Children's Imaginary Friends: What to Know

Medically Reviewed by Renee A. Alli, MD on February 15, 2024
3 min read

If your child has an imaginary friend, they’re not alone. It’s common for toddlers and young children to have pretend friends that they share experiences with.

Imaginary friends can be other children, mythical creatures, animals, a toy that has come to life, or any other kind of imaginary companion. In most cases, you don’t need to worry about your child if they have a made-up friend. Creating a buddy is something fun for them to do, especially because these companions are always available to play with them.

As children reach their second and third year of life, their imaginations expand, and they’re able to play pretend. Many children know that these friends don’t actually exist, but they experience real feelings of comfort thanks to the friendship.

Studies show that around 65% of kids had imaginary friends at some point before they turned seven. Toddlers and young children are open and vocal about their made-up companions, but the same study showed that this isn't the only "imaginary friend age:" School-aged kids are just as likely to have imaginary friends.

There’s no way to tell how long a made-up friend will last. Your child will stop playing with them when they’re ready. Many children keep imaginary friends around for several months, but they could play an important role in your child’s life for a few years.

Some parents assume that if their child has an imaginary friend, they’re lonely, stressed, or having similar struggles. This isn’t always the case! You might wonder, "Why do kids have imaginary friends?" Children can develop invisible friends to practice their new social skills or to process the things they see and experience.
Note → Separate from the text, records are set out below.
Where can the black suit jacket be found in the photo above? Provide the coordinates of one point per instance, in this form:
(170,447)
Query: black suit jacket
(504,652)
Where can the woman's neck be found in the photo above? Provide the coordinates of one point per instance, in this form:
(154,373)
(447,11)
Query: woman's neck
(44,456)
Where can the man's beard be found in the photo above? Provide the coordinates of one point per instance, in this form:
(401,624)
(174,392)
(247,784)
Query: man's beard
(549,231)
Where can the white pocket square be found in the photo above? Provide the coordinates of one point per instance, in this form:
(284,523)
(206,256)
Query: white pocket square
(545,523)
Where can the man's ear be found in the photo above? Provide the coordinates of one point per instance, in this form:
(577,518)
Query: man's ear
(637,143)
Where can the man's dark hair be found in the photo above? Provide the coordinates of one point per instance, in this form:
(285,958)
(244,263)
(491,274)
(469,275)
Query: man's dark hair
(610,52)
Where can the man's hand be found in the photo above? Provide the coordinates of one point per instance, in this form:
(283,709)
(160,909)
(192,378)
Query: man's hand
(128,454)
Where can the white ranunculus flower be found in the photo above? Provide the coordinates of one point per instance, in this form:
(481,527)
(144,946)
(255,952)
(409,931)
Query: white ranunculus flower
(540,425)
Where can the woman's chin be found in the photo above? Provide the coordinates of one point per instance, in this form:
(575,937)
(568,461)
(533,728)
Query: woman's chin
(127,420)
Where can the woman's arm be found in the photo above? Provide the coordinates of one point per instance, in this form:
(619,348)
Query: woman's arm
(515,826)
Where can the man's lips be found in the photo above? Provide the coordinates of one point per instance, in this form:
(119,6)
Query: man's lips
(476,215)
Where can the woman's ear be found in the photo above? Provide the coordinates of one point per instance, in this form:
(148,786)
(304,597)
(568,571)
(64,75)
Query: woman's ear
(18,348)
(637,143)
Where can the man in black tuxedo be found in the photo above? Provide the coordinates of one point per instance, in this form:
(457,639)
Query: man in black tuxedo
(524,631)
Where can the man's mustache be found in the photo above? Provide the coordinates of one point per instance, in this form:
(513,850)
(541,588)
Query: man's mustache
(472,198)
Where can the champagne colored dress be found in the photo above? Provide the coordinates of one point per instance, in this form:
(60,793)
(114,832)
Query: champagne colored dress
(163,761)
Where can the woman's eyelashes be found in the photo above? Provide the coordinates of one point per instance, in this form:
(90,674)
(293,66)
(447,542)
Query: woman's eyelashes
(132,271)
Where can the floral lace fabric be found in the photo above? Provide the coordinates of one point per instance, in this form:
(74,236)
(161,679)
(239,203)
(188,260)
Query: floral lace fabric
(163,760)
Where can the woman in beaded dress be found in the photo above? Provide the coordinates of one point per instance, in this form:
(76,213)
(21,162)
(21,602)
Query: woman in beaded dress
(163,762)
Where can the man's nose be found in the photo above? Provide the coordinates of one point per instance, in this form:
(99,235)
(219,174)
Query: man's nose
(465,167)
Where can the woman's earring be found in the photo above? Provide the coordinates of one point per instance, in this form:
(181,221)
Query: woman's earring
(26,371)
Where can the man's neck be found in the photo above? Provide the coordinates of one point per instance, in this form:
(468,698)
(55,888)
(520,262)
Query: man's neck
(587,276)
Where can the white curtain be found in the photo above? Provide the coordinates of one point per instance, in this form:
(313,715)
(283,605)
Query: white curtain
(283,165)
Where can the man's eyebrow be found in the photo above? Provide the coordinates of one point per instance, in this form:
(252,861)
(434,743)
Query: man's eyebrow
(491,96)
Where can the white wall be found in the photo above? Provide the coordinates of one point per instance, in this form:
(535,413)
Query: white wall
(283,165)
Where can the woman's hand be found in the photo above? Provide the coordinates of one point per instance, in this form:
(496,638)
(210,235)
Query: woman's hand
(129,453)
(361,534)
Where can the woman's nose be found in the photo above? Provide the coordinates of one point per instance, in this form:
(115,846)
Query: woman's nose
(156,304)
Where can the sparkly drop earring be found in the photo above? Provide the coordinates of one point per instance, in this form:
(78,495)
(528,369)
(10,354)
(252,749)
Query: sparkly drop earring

Your child might create an imaginary companion to:

  • Listen to and support them
  • Play with them
  • Do things that they can’t do
  • Be someone special that only belongs to them
  • Be someone who doesn’t judge or find fault in them

In addition to readily available companionship, there are many benefits of imaginary friends for children and parents. Some of these benefits include:

  • Improved problem-solving skills
  • Opportunity to explore ideas
  • Improved management of emotions
  • Opportunity to exercise new behaviors and roles
  • A comfortable avenue for starting difficult conversations with your child
  • A means of easing your child through tough transitions and routines

Children who have imaginary friends are less likely to be shy or struggle with loneliness. One of the benefits of imaginary friends is that kids also tend to be more creative and confident than kids who don’t have make-believe friends.

Another benefit of imaginary friends is the insight it gives you into your child’s mind. By watching your child interact with an invisible friend, you can learn more about what they think, what they feel, what they like, and what they don’t like.

Most of the time, having pretend friends isn’t anything to worry about. If you notice other signs that your child isn’t developing like you think they should, try setting boundaries. Initially, you should support your child as they create a relationship with their invisible friend. They’ll feel respected and loved as you ask them questions about what their made-up companion is doing and play along with their stories.

When do imaginary friends become a problem? If you notice that your child is blaming their imaginary friend for things they do, such as wasting food or disrupting family interactions, you can try setting boundaries. For example, if your child wants your friend to join in at family dinner, it’s OK to serve them a plate. It’s not OK to throw that food away at the end of the meal because your child doesn’t want someone else to eat it.

Warning signs that an imaginary friend may be negatively affecting your child’s development could look like:

  • Extreme anxiety when around other children
  • Repeatedly telling their imaginary friend about traumatic experiences in detail
  • Constant hurtful or unacceptable actions they blame on their make-believe companion or their influence
  • Fear of their imaginary friend
  • Unexplained change in your child’s eating or sleeping habits
  • Having an imaginary friend beyond age 12

If your child is showing these or other concerning signs, get in touch with their doctor. Your child’s habits and behavior will change as they grow up, but there could be psychological issues or other underlying causes at play.